The use of wireless devices is exploding. Statista, an international research service, estimated in March 2019 that roughly 13 billion mobile devices (e.g., phones, tablets, laptops) were in use worldwide, and Gartner, a global research and advisory firm, predicts that the internet of things will swell that number to more than 21 billion devices by the end of 2020.
The widespread use of mobile devices already creates significant demand on the cellular system that supports all this wireless connectivity, especially at locations, such as an outdoor concert or a sports arena, where large numbers of users may be simultaneously connecting.

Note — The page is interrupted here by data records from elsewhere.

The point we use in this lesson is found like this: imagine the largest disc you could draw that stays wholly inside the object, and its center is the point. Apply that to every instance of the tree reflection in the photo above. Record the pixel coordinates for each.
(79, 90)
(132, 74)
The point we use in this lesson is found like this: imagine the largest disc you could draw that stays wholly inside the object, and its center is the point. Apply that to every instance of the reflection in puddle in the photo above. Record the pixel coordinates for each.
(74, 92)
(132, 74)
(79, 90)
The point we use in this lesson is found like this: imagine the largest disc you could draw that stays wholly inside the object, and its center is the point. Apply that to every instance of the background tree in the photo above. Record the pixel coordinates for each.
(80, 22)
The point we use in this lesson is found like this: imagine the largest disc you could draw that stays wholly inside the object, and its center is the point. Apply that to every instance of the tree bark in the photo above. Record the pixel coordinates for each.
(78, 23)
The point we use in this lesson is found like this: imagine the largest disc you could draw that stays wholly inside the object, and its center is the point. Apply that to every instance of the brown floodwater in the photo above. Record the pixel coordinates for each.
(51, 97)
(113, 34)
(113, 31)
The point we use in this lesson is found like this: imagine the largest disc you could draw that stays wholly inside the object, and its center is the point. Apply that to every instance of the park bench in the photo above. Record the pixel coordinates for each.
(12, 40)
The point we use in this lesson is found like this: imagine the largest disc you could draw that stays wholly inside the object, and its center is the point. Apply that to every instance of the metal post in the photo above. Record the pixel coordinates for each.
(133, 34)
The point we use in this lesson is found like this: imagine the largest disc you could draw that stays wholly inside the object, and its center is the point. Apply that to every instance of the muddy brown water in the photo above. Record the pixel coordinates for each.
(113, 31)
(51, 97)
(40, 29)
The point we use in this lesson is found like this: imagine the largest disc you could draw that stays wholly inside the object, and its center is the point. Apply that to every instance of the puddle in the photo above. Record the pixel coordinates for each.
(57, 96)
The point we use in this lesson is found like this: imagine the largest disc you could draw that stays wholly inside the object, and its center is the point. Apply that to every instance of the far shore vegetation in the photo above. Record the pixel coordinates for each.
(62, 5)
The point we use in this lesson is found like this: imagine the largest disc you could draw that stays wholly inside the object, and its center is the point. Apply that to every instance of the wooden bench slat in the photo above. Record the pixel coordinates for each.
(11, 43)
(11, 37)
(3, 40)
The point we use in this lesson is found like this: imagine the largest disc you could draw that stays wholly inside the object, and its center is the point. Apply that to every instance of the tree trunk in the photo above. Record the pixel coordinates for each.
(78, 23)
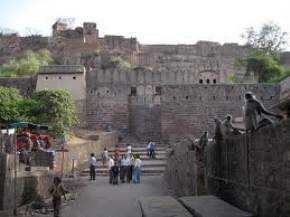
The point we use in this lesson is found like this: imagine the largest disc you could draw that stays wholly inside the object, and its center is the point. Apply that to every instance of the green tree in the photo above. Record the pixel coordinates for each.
(264, 60)
(269, 38)
(55, 108)
(264, 66)
(9, 105)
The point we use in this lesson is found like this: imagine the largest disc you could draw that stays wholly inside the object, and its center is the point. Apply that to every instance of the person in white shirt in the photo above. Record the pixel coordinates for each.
(137, 170)
(122, 169)
(130, 167)
(93, 164)
(129, 150)
(111, 163)
(105, 156)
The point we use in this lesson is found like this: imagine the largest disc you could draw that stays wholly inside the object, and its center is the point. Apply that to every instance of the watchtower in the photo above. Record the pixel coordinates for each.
(91, 33)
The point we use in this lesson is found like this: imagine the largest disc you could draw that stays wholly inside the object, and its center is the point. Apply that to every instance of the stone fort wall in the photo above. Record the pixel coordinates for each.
(26, 85)
(252, 172)
(191, 109)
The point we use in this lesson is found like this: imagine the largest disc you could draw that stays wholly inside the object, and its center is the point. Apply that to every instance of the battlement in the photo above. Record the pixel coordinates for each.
(62, 69)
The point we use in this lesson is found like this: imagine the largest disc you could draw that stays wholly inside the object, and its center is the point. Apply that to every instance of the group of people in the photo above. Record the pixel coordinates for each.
(126, 167)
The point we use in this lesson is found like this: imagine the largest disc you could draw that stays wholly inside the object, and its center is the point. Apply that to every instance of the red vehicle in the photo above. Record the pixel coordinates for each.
(32, 141)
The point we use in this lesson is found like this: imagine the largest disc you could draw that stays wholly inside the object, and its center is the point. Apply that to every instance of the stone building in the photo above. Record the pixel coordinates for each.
(164, 92)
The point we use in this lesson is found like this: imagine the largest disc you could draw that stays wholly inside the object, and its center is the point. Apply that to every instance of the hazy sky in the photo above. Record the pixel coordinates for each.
(151, 21)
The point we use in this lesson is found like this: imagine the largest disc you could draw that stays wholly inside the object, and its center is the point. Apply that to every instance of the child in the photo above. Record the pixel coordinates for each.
(56, 191)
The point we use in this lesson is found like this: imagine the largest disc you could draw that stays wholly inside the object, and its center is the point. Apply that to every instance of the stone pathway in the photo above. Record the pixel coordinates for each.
(99, 199)
(150, 167)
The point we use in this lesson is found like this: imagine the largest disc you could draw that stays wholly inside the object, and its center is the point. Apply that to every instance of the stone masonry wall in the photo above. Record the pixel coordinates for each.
(253, 171)
(80, 152)
(191, 109)
(180, 173)
(26, 85)
(29, 185)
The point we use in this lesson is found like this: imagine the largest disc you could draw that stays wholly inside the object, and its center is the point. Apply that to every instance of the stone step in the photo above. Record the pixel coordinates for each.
(139, 152)
(163, 206)
(137, 149)
(143, 170)
(209, 206)
(146, 158)
(147, 163)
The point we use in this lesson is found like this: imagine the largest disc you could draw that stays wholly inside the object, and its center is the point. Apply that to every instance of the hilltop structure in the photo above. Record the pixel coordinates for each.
(148, 91)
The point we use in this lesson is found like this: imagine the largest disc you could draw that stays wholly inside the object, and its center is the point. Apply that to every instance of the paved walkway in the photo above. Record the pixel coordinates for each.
(99, 199)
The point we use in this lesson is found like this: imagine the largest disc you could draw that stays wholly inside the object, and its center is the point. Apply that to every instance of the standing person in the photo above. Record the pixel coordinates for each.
(148, 147)
(152, 150)
(126, 162)
(129, 150)
(122, 169)
(111, 163)
(105, 156)
(117, 153)
(137, 170)
(93, 164)
(115, 171)
(130, 168)
(56, 191)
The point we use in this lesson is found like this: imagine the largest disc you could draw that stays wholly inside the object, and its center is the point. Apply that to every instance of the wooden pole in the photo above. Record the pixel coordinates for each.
(14, 145)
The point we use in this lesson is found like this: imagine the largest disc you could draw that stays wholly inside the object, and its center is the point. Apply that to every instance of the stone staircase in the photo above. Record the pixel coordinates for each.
(150, 167)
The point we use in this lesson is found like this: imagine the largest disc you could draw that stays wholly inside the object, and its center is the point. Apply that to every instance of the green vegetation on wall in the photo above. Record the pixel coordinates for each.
(264, 60)
(54, 108)
(26, 64)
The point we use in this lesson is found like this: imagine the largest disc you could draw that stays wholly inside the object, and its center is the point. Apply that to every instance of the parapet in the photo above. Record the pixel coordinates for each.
(62, 69)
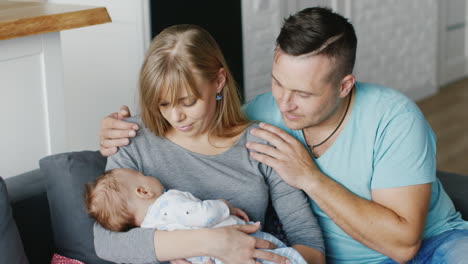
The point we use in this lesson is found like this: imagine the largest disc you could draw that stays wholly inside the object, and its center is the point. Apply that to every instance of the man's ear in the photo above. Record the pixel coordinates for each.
(144, 193)
(347, 84)
(220, 80)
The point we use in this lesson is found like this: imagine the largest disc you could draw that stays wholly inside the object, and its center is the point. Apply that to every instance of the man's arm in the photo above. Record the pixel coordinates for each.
(392, 223)
(114, 132)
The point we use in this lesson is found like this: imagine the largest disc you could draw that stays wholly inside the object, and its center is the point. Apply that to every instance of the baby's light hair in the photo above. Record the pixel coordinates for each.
(106, 202)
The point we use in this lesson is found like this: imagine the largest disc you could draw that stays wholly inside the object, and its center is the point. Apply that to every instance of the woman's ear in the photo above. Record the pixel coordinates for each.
(220, 80)
(144, 193)
(347, 84)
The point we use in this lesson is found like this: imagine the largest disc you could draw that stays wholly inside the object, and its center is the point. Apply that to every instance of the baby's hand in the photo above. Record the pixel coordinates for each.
(236, 211)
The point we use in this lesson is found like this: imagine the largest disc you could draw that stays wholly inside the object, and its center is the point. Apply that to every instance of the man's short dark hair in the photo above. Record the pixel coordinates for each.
(320, 31)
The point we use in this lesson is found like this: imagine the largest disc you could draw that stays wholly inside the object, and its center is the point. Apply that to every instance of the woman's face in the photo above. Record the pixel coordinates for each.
(191, 116)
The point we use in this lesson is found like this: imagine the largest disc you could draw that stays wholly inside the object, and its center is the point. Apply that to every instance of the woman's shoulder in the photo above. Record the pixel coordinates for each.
(247, 135)
(144, 135)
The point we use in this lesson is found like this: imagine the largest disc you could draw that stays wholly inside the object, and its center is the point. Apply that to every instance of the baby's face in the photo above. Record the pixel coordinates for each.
(133, 179)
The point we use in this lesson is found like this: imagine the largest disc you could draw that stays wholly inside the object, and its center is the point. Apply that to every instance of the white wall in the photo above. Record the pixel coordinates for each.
(397, 44)
(397, 41)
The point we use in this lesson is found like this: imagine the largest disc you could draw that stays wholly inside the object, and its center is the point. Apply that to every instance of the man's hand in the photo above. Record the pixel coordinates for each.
(236, 211)
(236, 247)
(114, 132)
(286, 155)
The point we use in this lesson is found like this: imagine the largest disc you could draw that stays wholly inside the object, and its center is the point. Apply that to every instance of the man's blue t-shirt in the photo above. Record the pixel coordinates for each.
(386, 143)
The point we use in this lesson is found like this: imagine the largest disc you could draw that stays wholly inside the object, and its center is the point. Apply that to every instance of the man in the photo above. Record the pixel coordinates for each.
(363, 153)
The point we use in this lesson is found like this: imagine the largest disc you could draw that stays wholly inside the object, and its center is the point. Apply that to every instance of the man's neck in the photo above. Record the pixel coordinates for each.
(315, 135)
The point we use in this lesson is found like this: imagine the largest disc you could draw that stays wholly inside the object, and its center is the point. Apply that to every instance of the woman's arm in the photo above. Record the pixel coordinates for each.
(294, 212)
(230, 244)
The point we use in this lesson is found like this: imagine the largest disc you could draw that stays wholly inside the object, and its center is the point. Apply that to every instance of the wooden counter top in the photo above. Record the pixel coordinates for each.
(19, 19)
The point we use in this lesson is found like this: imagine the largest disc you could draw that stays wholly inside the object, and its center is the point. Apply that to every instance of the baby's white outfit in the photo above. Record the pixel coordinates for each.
(176, 210)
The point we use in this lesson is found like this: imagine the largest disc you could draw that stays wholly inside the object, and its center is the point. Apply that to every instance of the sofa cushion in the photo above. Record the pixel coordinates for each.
(11, 248)
(65, 175)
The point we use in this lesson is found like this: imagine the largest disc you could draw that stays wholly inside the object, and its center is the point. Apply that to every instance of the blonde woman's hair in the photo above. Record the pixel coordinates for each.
(174, 56)
(106, 202)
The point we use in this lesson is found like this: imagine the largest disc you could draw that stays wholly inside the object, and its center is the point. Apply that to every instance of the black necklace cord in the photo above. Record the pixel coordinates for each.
(342, 119)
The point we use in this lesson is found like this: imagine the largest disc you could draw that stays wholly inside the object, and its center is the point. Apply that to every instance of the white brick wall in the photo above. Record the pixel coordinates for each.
(261, 22)
(397, 44)
(397, 41)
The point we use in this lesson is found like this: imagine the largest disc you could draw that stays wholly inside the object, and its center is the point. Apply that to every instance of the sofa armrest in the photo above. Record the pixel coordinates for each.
(456, 186)
(30, 208)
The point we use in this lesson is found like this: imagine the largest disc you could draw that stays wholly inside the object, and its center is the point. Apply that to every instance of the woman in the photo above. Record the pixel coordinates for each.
(192, 136)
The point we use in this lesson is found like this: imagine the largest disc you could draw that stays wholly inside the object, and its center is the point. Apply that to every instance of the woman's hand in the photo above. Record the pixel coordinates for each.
(236, 246)
(114, 132)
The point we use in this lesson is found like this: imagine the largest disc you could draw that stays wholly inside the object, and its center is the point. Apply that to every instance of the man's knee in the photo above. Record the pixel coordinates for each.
(453, 250)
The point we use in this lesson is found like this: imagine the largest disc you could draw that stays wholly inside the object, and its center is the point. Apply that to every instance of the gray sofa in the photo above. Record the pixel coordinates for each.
(48, 211)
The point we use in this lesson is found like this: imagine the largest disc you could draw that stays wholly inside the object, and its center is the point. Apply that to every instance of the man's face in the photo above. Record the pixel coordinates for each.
(302, 89)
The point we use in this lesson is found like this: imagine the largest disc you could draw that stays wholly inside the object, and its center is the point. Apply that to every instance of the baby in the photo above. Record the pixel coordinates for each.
(121, 199)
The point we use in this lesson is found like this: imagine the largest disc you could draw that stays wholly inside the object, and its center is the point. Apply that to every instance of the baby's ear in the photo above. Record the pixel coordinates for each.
(144, 192)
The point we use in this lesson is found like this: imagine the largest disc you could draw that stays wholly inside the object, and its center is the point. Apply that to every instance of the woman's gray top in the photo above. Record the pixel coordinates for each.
(232, 175)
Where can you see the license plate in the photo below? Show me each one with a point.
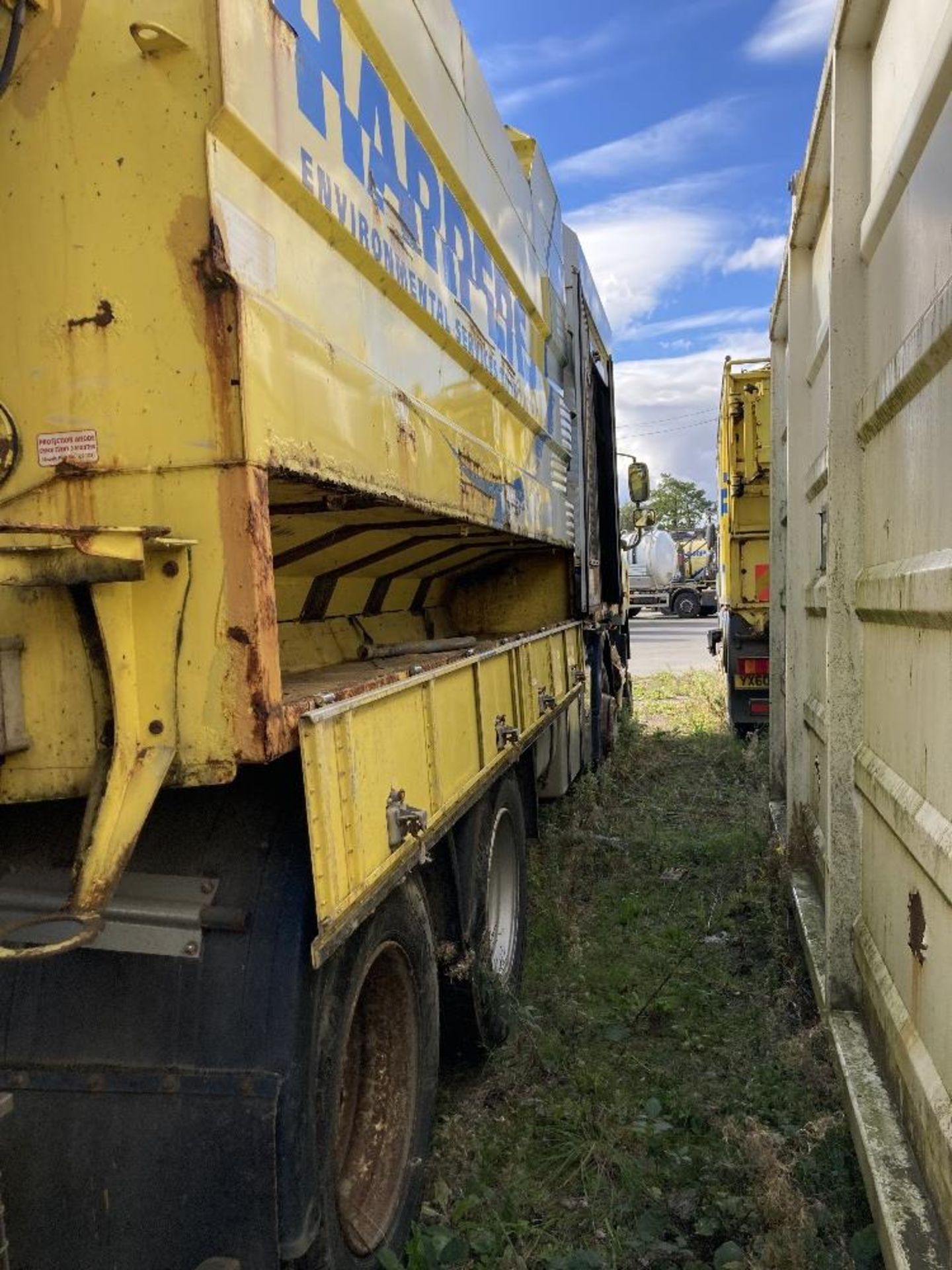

The ability of current-era cellular technology, or even the proposed next-generation 5G technology, will be severely strained to provide the high data rates and wide-area communication range needed to support the escalating device usage.
The communications community has been looking at in-band full-duplex (IBFD) technology to increase the capacity and the number of supported devices by allowing the devices to transmit and receive on the same frequency at the same time. This ability not only doubles the devices’ efficiency within the frequency spectrum, but also reduces the time for a message to be processed between send and receive modes.
In the article “In-Band Full-Duplex Technology: Techniques and Systems Survey,” published recently in IEEE Transactions on Microwave Theory and Techniques, MIT Lincoln Laboratory researchers from its RF Technology Group — Kenneth Kolodziej, Bradley Perry, and Jeffrey Herd — assessed the capabilities of more than 50 representative IBFD systems. They concluded that IBFD technology incorporated into wireless systems can enhance the systems’ ability to operate in today’s congested frequency spectrum and increase the efficient use of the spectrum.
However, the authors’ cautioned that the potential of IBFD for wireless communications can only be realized if system designers develop techniques to mitigate the self-interference generated by simultaneously transmitting and receiving on the same frequency.
The IBFD systems developed so far are limited in the range they can achieve and the number of devices they can accommodate because they rely on antennas that radiate omnidirectionally. Recently, Lincoln Laboratory researchers have demonstrated IBFD technology that for the first time can operate on phased-array antennas. “Phased arrays can direct communication traffic to targeted areas, thereby expanding the distances that the RF signals reach and significantly increasing the number of devices that a single node can connect,” Kolodziej said.